Nothing was real any more. It felt as though I was standing apart from myself, looking at another person, a daughter who had not only discovered her mother – although it would take some time to think of Louisa in that way – but also a father?

That day, when Anna and I had visited Monsieur Girardieu, I’d felt a curious sense of recognition, even affiliation. Now I knew why. I’d found my father. Even met him, shaken his hand. In any other circumstances I might have been ecstatic, but in that moment felt only a sense of revulsion at the way he had so cruelly discarded Louisa and their unborn child.

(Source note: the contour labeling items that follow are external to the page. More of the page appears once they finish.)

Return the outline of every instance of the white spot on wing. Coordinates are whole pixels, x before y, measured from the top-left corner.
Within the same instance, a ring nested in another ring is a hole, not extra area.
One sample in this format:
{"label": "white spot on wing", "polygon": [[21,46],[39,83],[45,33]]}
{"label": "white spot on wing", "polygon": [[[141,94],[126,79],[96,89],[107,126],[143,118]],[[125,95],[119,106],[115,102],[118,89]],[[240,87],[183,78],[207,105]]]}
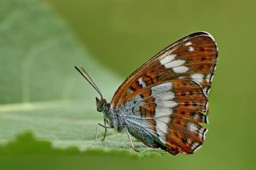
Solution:
{"label": "white spot on wing", "polygon": [[174,98],[174,93],[172,92],[166,92],[154,96],[153,97],[156,102],[160,101],[170,101]]}
{"label": "white spot on wing", "polygon": [[158,95],[167,91],[170,91],[172,89],[173,84],[171,82],[163,83],[158,85],[151,88],[152,96]]}
{"label": "white spot on wing", "polygon": [[146,86],[146,83],[142,80],[142,77],[140,77],[139,79],[138,79],[138,85],[142,85],[142,88],[145,88]]}
{"label": "white spot on wing", "polygon": [[185,44],[186,46],[188,46],[188,45],[192,45],[192,42],[186,42],[186,43]]}
{"label": "white spot on wing", "polygon": [[193,73],[191,75],[191,78],[193,81],[194,81],[195,82],[200,84],[202,81],[202,78],[203,78],[203,74],[202,73]]}
{"label": "white spot on wing", "polygon": [[170,121],[170,117],[161,117],[155,120],[157,133],[159,135],[159,140],[166,144],[166,134],[168,131],[167,124]]}
{"label": "white spot on wing", "polygon": [[187,125],[187,126],[188,126],[189,131],[190,131],[193,133],[197,133],[198,127],[194,124],[190,123]]}
{"label": "white spot on wing", "polygon": [[176,57],[176,56],[177,56],[177,54],[170,54],[170,55],[164,57],[163,58],[160,59],[161,65],[165,65],[165,64],[173,61],[174,59],[174,57]]}
{"label": "white spot on wing", "polygon": [[174,68],[177,66],[180,66],[185,63],[184,60],[175,60],[171,62],[165,64],[166,68],[170,69],[170,68]]}
{"label": "white spot on wing", "polygon": [[189,70],[189,68],[186,66],[178,66],[178,67],[173,68],[173,70],[176,73],[182,73]]}
{"label": "white spot on wing", "polygon": [[177,103],[174,101],[164,101],[160,102],[156,102],[157,108],[174,108],[177,106]]}
{"label": "white spot on wing", "polygon": [[189,51],[192,52],[192,51],[194,51],[194,49],[192,46],[190,46]]}
{"label": "white spot on wing", "polygon": [[211,76],[211,73],[208,73],[207,76],[206,76],[206,81],[207,81],[208,83],[210,82],[210,76]]}
{"label": "white spot on wing", "polygon": [[156,108],[154,117],[169,117],[173,113],[173,109],[170,108]]}

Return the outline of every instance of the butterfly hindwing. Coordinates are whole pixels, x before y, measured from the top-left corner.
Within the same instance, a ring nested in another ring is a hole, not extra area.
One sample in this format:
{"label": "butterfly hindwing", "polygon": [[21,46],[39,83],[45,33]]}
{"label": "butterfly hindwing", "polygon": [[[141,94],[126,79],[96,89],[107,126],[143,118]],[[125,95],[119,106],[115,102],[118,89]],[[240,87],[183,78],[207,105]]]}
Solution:
{"label": "butterfly hindwing", "polygon": [[174,154],[191,153],[202,144],[206,129],[198,123],[206,123],[206,116],[202,113],[207,111],[207,98],[193,81],[153,85],[127,99],[120,110],[127,110],[126,120],[128,127],[131,125],[130,132],[146,145]]}
{"label": "butterfly hindwing", "polygon": [[125,115],[128,131],[147,146],[176,155],[204,141],[207,94],[218,56],[207,33],[188,35],[158,53],[119,87],[111,109]]}

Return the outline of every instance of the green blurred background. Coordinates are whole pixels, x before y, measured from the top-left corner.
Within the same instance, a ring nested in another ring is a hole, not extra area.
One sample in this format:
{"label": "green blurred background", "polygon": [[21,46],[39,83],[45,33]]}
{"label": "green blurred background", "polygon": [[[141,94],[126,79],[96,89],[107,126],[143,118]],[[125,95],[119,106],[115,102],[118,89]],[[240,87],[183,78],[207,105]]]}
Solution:
{"label": "green blurred background", "polygon": [[[183,36],[200,30],[210,33],[219,57],[210,95],[210,131],[203,147],[189,156],[166,154],[138,160],[114,153],[28,155],[2,157],[2,169],[255,169],[255,1],[43,2],[61,16],[96,60],[121,80]],[[89,85],[85,88],[90,89]]]}

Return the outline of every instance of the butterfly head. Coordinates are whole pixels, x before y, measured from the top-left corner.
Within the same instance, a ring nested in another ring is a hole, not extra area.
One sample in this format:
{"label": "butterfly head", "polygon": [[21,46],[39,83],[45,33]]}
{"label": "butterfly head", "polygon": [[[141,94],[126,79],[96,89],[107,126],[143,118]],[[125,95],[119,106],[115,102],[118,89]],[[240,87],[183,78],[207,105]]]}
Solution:
{"label": "butterfly head", "polygon": [[103,99],[103,98],[98,99],[96,97],[96,105],[97,105],[97,111],[99,113],[102,112],[102,110],[104,109],[104,107],[106,105],[106,99]]}

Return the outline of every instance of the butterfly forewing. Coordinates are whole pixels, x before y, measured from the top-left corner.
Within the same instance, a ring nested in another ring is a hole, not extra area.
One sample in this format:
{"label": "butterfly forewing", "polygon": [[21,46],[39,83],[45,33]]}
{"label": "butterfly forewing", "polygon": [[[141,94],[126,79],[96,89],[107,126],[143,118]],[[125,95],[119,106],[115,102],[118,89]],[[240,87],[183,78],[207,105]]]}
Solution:
{"label": "butterfly forewing", "polygon": [[110,107],[126,115],[129,132],[145,144],[176,155],[204,140],[207,94],[218,50],[207,33],[174,42],[138,69],[116,92]]}
{"label": "butterfly forewing", "polygon": [[130,76],[119,87],[111,106],[118,109],[129,93],[158,82],[190,78],[207,94],[217,60],[217,45],[207,33],[192,34],[166,47]]}

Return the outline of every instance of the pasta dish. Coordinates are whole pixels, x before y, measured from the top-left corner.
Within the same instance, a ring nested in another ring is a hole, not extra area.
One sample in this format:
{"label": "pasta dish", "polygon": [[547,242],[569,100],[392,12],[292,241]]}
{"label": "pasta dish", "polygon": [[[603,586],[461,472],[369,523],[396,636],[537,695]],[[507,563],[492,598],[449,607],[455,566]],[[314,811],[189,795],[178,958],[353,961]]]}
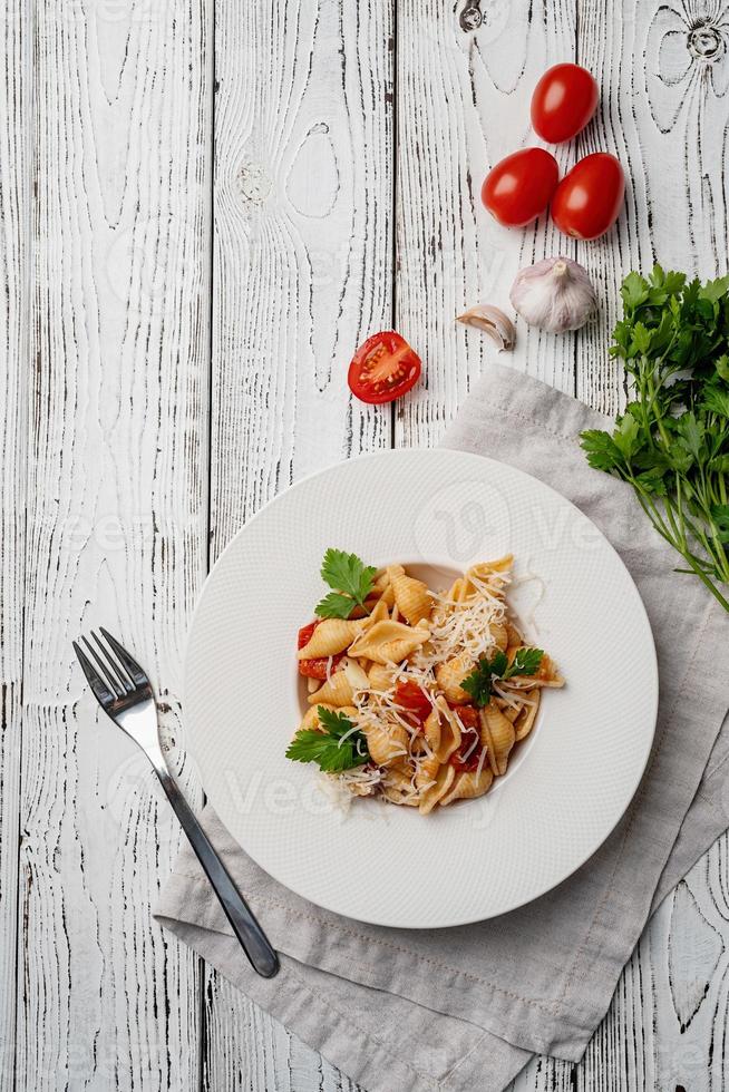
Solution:
{"label": "pasta dish", "polygon": [[332,591],[299,632],[309,709],[286,757],[353,797],[421,815],[488,792],[532,731],[542,689],[564,685],[507,603],[512,565],[483,562],[434,591],[402,565],[327,550]]}

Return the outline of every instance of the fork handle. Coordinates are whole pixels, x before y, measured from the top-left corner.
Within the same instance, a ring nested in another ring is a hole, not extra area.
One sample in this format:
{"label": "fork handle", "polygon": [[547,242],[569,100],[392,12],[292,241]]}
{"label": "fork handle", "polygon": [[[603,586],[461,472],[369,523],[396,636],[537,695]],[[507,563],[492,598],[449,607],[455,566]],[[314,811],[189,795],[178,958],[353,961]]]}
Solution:
{"label": "fork handle", "polygon": [[205,875],[225,910],[225,916],[251,962],[251,966],[263,978],[273,978],[279,972],[279,957],[269,944],[265,933],[227,875],[207,835],[177,788],[176,781],[166,768],[159,769],[157,763],[154,764],[154,768],[167,799],[189,839],[189,845],[195,850],[197,860],[203,866]]}

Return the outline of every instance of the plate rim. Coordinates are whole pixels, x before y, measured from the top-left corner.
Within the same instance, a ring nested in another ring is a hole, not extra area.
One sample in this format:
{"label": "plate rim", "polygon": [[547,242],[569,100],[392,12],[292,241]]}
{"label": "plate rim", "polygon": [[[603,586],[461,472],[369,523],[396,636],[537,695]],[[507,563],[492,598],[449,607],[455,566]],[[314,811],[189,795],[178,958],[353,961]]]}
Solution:
{"label": "plate rim", "polygon": [[[562,504],[568,505],[570,508],[573,508],[583,519],[586,519],[590,523],[591,527],[593,527],[595,529],[595,532],[597,533],[597,535],[600,536],[600,538],[602,539],[602,542],[608,546],[609,550],[615,556],[615,558],[618,559],[620,566],[624,569],[625,575],[628,576],[628,579],[629,579],[629,582],[630,582],[630,584],[631,584],[631,586],[633,588],[633,592],[634,592],[634,595],[635,595],[635,599],[636,599],[636,603],[638,603],[638,606],[639,606],[640,620],[641,620],[641,623],[645,627],[645,632],[647,632],[647,635],[648,635],[648,638],[649,638],[650,650],[651,650],[651,661],[650,661],[650,669],[651,669],[651,671],[650,671],[650,688],[651,688],[651,731],[650,731],[650,738],[647,735],[645,753],[644,753],[644,757],[643,757],[642,761],[640,762],[640,769],[639,769],[639,764],[636,763],[636,768],[635,768],[636,769],[636,773],[635,773],[635,777],[634,777],[633,781],[631,781],[630,792],[628,792],[626,796],[625,796],[624,807],[620,810],[619,815],[615,817],[615,819],[612,822],[612,825],[610,826],[610,828],[606,829],[605,832],[602,835],[600,841],[597,841],[593,846],[593,848],[590,849],[589,852],[586,852],[584,856],[581,856],[581,859],[580,860],[576,860],[574,864],[570,865],[570,867],[564,871],[564,874],[561,874],[557,879],[550,880],[546,885],[540,887],[533,895],[529,895],[527,898],[517,897],[514,900],[512,900],[511,903],[505,904],[503,907],[500,907],[497,910],[493,910],[493,911],[489,911],[489,913],[486,913],[486,914],[479,914],[479,915],[477,915],[475,917],[472,914],[468,914],[468,915],[466,915],[464,917],[454,918],[453,920],[450,920],[447,924],[434,924],[431,920],[422,920],[422,922],[417,922],[415,924],[407,924],[407,925],[405,925],[401,922],[387,920],[382,916],[376,918],[376,917],[368,917],[367,915],[358,915],[357,917],[354,917],[353,915],[347,914],[347,913],[344,913],[343,910],[341,910],[340,908],[338,908],[336,906],[329,905],[325,897],[323,897],[321,899],[320,898],[313,899],[311,897],[311,895],[309,895],[309,894],[302,894],[301,891],[298,891],[294,887],[292,887],[289,883],[286,883],[285,879],[282,879],[281,877],[279,877],[279,876],[274,875],[272,871],[270,871],[270,869],[265,865],[263,865],[260,860],[257,860],[256,857],[254,857],[254,855],[249,849],[246,849],[244,846],[241,845],[241,842],[239,841],[239,839],[232,833],[232,831],[230,831],[230,829],[227,827],[225,828],[227,830],[230,837],[233,839],[233,841],[235,841],[235,844],[243,850],[243,852],[246,854],[246,856],[249,856],[251,858],[251,860],[253,860],[254,864],[266,874],[266,876],[270,876],[275,883],[281,884],[282,887],[285,887],[286,888],[286,890],[292,891],[292,894],[295,895],[298,898],[303,898],[308,903],[311,903],[313,906],[318,906],[321,909],[325,910],[327,913],[334,914],[337,916],[343,917],[347,920],[361,922],[365,925],[379,926],[379,927],[382,927],[382,928],[406,929],[406,930],[407,929],[422,930],[422,929],[434,929],[434,928],[458,928],[460,926],[474,925],[474,924],[476,924],[478,922],[487,922],[487,920],[490,920],[490,919],[493,919],[495,917],[500,917],[502,914],[511,914],[514,910],[517,910],[517,909],[519,909],[523,906],[528,906],[531,903],[536,901],[537,899],[542,898],[544,895],[548,894],[552,890],[555,890],[557,887],[560,887],[562,884],[564,884],[565,880],[567,880],[571,876],[573,876],[576,871],[579,871],[579,869],[582,868],[583,865],[585,865],[590,860],[590,858],[593,857],[597,852],[597,850],[601,848],[601,846],[603,846],[608,841],[608,839],[610,838],[610,836],[613,833],[613,831],[615,830],[615,828],[619,826],[619,823],[621,822],[621,820],[626,815],[626,812],[628,812],[631,803],[633,802],[633,799],[635,797],[635,793],[638,792],[638,789],[640,788],[641,781],[643,780],[643,776],[644,776],[645,770],[648,768],[648,763],[649,763],[649,760],[650,760],[650,757],[651,757],[651,753],[652,753],[652,750],[653,750],[653,744],[654,744],[654,741],[655,741],[655,730],[657,730],[657,724],[658,724],[658,711],[659,711],[659,698],[660,698],[660,680],[659,680],[659,671],[658,671],[658,654],[657,654],[657,651],[655,651],[655,638],[653,636],[653,631],[652,631],[652,627],[651,627],[650,618],[648,616],[648,611],[645,610],[645,604],[643,603],[643,598],[642,598],[642,596],[640,594],[640,591],[638,588],[638,585],[635,584],[635,581],[633,579],[633,576],[632,576],[630,569],[628,568],[625,562],[621,557],[621,555],[618,552],[618,549],[613,546],[613,544],[611,543],[611,540],[608,538],[608,536],[604,534],[604,532],[601,530],[601,528],[597,527],[597,525],[594,523],[594,520],[590,516],[587,516],[584,511],[582,511],[582,509],[579,508],[577,505],[573,500],[571,500],[568,497],[565,497],[564,494],[560,493],[558,489],[555,489],[548,482],[544,481],[542,478],[538,478],[536,475],[531,474],[528,470],[523,470],[521,467],[514,466],[511,462],[505,462],[502,459],[496,459],[496,458],[493,458],[492,456],[480,455],[479,452],[476,452],[476,451],[467,451],[467,450],[464,450],[463,448],[422,447],[422,446],[418,446],[418,445],[405,446],[405,447],[399,447],[399,448],[382,448],[382,449],[379,449],[377,451],[363,451],[363,452],[360,452],[359,455],[351,456],[349,458],[339,459],[336,462],[330,462],[325,467],[321,467],[318,470],[312,470],[310,474],[307,474],[303,477],[298,478],[295,481],[290,482],[284,489],[281,489],[273,497],[270,497],[263,505],[261,505],[261,507],[257,509],[257,511],[255,511],[252,516],[250,516],[245,520],[245,523],[243,523],[239,527],[239,529],[231,537],[231,539],[225,544],[224,548],[221,550],[221,553],[216,557],[215,563],[213,564],[213,566],[208,571],[208,573],[206,574],[205,579],[203,582],[203,586],[201,587],[200,593],[197,595],[197,601],[195,603],[193,613],[192,613],[191,618],[189,618],[189,623],[188,623],[188,626],[187,626],[186,638],[185,638],[185,653],[184,653],[184,657],[183,657],[183,674],[182,674],[183,739],[185,740],[185,750],[188,749],[188,743],[189,743],[189,739],[191,739],[191,734],[192,734],[188,731],[188,728],[187,728],[187,720],[186,720],[185,709],[187,706],[187,701],[188,701],[189,657],[192,655],[192,649],[191,649],[191,646],[192,646],[193,631],[195,628],[195,624],[196,624],[196,621],[198,618],[200,612],[202,610],[202,606],[203,606],[204,599],[206,597],[206,594],[208,594],[208,592],[210,592],[210,587],[211,587],[213,577],[215,575],[215,572],[221,566],[221,564],[223,562],[223,558],[227,555],[227,553],[230,550],[232,550],[232,548],[234,547],[235,543],[240,539],[240,537],[243,535],[243,533],[251,526],[251,524],[254,520],[256,520],[260,517],[262,517],[271,506],[273,506],[278,501],[280,501],[281,498],[284,497],[284,496],[286,496],[291,490],[298,489],[300,486],[304,486],[307,482],[311,481],[312,479],[322,477],[323,475],[329,474],[331,470],[334,470],[334,469],[338,469],[338,468],[341,468],[341,467],[349,466],[350,464],[366,462],[366,461],[375,461],[375,460],[378,460],[378,459],[390,459],[390,458],[393,458],[393,457],[395,458],[398,458],[401,455],[414,455],[414,454],[415,455],[424,455],[424,456],[427,456],[427,457],[431,457],[431,456],[445,456],[446,458],[449,458],[451,456],[456,456],[456,457],[466,456],[469,459],[477,459],[479,461],[489,464],[489,465],[495,466],[495,467],[508,467],[509,470],[515,471],[518,476],[521,476],[523,478],[526,478],[526,479],[529,479],[532,481],[537,482],[537,485],[541,488],[544,488],[550,494],[553,494],[557,498],[558,501],[561,501]],[[196,758],[195,758],[194,748],[191,748],[189,749],[189,753],[191,753],[191,757],[192,757],[193,761],[195,762],[195,766],[197,767],[197,761],[196,761]],[[210,794],[207,793],[207,790],[206,790],[205,784],[203,782],[203,778],[202,778],[202,774],[200,772],[200,768],[198,768],[198,777],[200,777],[200,781],[201,781],[203,791],[205,792],[206,797],[210,800]]]}

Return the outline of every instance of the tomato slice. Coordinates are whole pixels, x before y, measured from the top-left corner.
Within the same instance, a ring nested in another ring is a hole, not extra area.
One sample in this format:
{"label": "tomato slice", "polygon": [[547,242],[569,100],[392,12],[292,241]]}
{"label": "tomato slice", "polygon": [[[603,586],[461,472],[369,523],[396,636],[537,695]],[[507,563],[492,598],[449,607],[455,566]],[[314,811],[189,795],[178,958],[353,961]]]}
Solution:
{"label": "tomato slice", "polygon": [[599,96],[597,84],[586,68],[554,65],[534,88],[534,131],[550,144],[571,140],[597,109]]}
{"label": "tomato slice", "polygon": [[564,176],[552,198],[552,220],[573,238],[599,238],[623,207],[625,176],[615,156],[593,152]]}
{"label": "tomato slice", "polygon": [[395,688],[395,701],[401,705],[408,716],[418,728],[427,721],[432,705],[416,682],[408,679]]}
{"label": "tomato slice", "polygon": [[[321,622],[321,618],[315,618],[310,622],[309,625],[302,625],[299,630],[299,636],[297,638],[297,649],[301,650],[304,645],[308,645],[311,641],[311,635]],[[343,660],[344,653],[340,652],[338,655],[331,657],[331,671],[334,670],[340,660]],[[328,656],[315,656],[312,660],[300,660],[299,661],[299,674],[305,675],[308,679],[321,679],[327,677],[327,667],[329,665]]]}
{"label": "tomato slice", "polygon": [[478,728],[478,710],[474,705],[456,705],[455,711],[464,728]]}
{"label": "tomato slice", "polygon": [[347,382],[352,394],[371,406],[383,406],[406,394],[420,377],[418,354],[393,330],[373,333],[360,345]]}
{"label": "tomato slice", "polygon": [[458,750],[450,755],[448,762],[461,772],[475,773],[482,752],[477,742],[479,737],[478,710],[474,705],[456,705],[454,712],[464,725],[464,731],[460,733]]}
{"label": "tomato slice", "polygon": [[521,148],[486,175],[480,197],[505,227],[524,227],[541,216],[560,179],[557,160],[544,148]]}

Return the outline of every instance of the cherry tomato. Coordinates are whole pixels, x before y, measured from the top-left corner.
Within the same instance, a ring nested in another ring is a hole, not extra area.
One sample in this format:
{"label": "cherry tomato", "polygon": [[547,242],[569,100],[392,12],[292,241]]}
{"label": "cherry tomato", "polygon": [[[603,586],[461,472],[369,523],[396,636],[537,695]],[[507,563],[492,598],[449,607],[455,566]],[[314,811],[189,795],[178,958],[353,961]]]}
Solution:
{"label": "cherry tomato", "polygon": [[532,126],[550,144],[571,140],[597,109],[599,90],[594,77],[580,65],[548,68],[534,88]]}
{"label": "cherry tomato", "polygon": [[427,721],[432,709],[432,705],[418,684],[411,680],[397,684],[395,688],[395,701],[406,710],[406,716],[415,721],[418,727]]}
{"label": "cherry tomato", "polygon": [[[299,636],[297,638],[297,649],[301,651],[304,645],[308,645],[311,641],[311,635],[321,622],[321,618],[317,618],[314,622],[310,622],[309,625],[304,625],[299,630]],[[340,660],[343,659],[344,653],[339,653],[331,657],[331,671],[334,670]],[[299,674],[307,675],[309,679],[321,679],[322,681],[327,677],[327,667],[329,666],[328,656],[315,656],[313,660],[300,660],[299,661]]]}
{"label": "cherry tomato", "polygon": [[373,333],[360,345],[347,382],[362,402],[382,406],[406,394],[420,377],[420,358],[393,330]]}
{"label": "cherry tomato", "polygon": [[524,227],[541,216],[560,178],[557,160],[544,148],[522,148],[486,175],[480,198],[506,227]]}
{"label": "cherry tomato", "polygon": [[625,178],[614,156],[595,152],[564,176],[552,198],[552,220],[573,238],[597,238],[618,220]]}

‘Did you ever see him again?’

‘Of course not. He disowned me, remember? Told me never to darken his door again. Left me destitute and back on the streets, with child.’ She paused a moment. ‘Although I do sometimes wonder whether you have inherited from him your interest in fabrics, your flair for design and colour.’

‘I hope to be more fortunate in business than he was,’ I said, finding a smile at last.

‘You know how proud I am of your success, Agnes, I always have been. You are such a talented young woman, running a successful business on your own account.’

‘I could never have achieved any of it without your help, you know.’

‘All I’ve ever achieved is being a housewife, a supporter of my husband’s good works.’

‘And a mother,’ I added. ‘You have been a very good mother to Peter.’

She flushed. ‘It means a lot to hear you say that. I have always been conscious of you looking over my shoulder, making sure that I raised your son as you would have done, had things been different.’

‘Of course you have. You have done a marvellous job.’

‘I want to be a good mother for you too, my darling, if you will let me.’

On an impulse, I blurted it out. ‘Come and live with me, Louisa, so we can be a proper family, the three of us. It makes such sense. Peter would love London, once he got used to the idea. In time, we could find him a good apprenticeship.’

‘He still wants to become a sea captain, thanks to you,’ she said, smiling. ‘Perhaps we could find him something less dangerous?’

‘My place is small but maybe with your money from Ambrose we could afford to rent somewhere bigger. At least, we could ask old Boyson, see what he has to offer? And right now my business is going really well. It has grown so much I could really do with some extra help. What do you think?’

‘How can I be of any help? I am no seamstress, Agnes, as well you know.’

‘I urgently need someone to keep my finances in order. I’ve seen your household accounts and they are neater than any I’ve ever managed even in years of trying.’

‘But I am so ignorant of that world. You would need to teach me the ways of business, dearest.’

‘Of course I would. It would be fun.’

‘Then, if you are sure, I cannot imagine anything better than the three of us, living together as a proper family.’

As we embraced it began to dawn on me that despite her revelations, nothing had really changed. If anything, the bonds between us had become even more powerful, more all-consuming. I had always held my sister in such high regard, felt the need to please her, to comply with unspoken expectations. But now there was no sibling competition. Her love for me was as unbounded and unconditional as that I felt for Peter. Whatever our mistakes or misdemeanours we would always put each other first, for the rest of our lives.

There was more, although it took some days afterwards to appreciate fully. That familiar, silent ache of feeling that something was missing, that deep knot of anxiety that had persisted for so many years, had melted away. I had found my mother.

Perhaps now, after all, I could really know myself.